CaPS services are delivered by community and charitable organisations through face-to-face, online and other modes in identified areas of need across Australia.
This includes eight specialised CaPS services to support families and children experiencing the impacts of alcohol and other drug misuse, one in each state and territory. These specialised services use a prevention and early intervention family support approach to deal with the impacts of substance misuse problems, through integrated, long-term and intensive support.
Five national services deliver services such as community playgroups, peer support groups for carers, and web-based information and services.
To find a service near you, go to the list of Children and Parenting Support service providers.
Home Interaction Program for Parents and Youngsters (HIPPY)
The Home Interaction Program for Parents and Youngsters (HIPPY) is a two-year home-based parenting and early childhood program that helps parents and carers to be their child’s first teacher.
HIPPY builds the skills of parents and carers to help prepare their child for school.
The program also offers some parents and carers a path to work and local community leadership.
Who will benefit from HIPPY services?
By giving parents the tools they need to give their children some early literacy and numeracy skills, HIPPY gives children a better start at school.
How is the HIPPY service delivered?
Parents and their children enrol in the program in the year before their child starts school. The program activities are designed to be integrated into the daily life of the family. The first year of the program focuses on pre-literacy and pre-numeracy skills. The second year extends these activities, and provides parents with additional information about children's learning and development.
Each program location is staffed by a qualified coordinator and a team of home tutors, who are usually past or current parents participating in the program who live in the community.
HIPPY Operational Guidelines (2021–2023) outline the arrangements for the implementation and ongoing delivery of HIPPY in 100 communities across Australia.
How is HIPPY funded?
Since 2009, the Australian Government has invested more than $160 million to deliver HIPPY in disadvantaged communities across Australia.
The Brotherhood of St Laurence (through HIPPY Australia) delivers HIPPY on behalf of the Australian Government.
Where is HIPPY located?
Since 2017, HIPPY has been delivered in 100 communities across Australia, targeting around 4,000 children each year.

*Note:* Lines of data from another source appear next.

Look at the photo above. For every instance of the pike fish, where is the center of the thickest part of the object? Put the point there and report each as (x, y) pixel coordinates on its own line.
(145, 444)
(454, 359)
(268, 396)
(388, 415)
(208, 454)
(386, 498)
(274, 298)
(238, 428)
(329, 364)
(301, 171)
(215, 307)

Fifty of these locations focus on Indigenous communities.
Want to know more?
For more information go to the HIPPY Australia website.
In 2017, ACIL Allen Consulting was engaged by the Department of Social Services to evaluate the appropriateness, effectiveness and efficiency of HIPPY. The evaluation used a mixed-methods approach including a review of national and international literature, analysis of HIPPY administrative data provided by Brotherhood of St Laurence and consultations with stakeholders in 20 HIPPY sites. The HIPPY evaluation report was finalised in March 2018.
Budget Based Funded (BBF)
The Budget Based Funded (BBF) program provides access to quality support services that focus on child care and school readiness.
Who will benefit from BBF services?
By providing flexible and affordable adjunct care and early learning services to Australian families who may not work the traditional nine-to-five jobs, families have access to positive learning and development for school readiness and parents gain access to educational and training opportunities.
How is BBF delivered?
BBF services are located in rural and remote communities, and areas where the market might not otherwise support the viable operation of a service. These services include crèches, early learning programs, care for out of school hours, and mobile services such as toy libraries.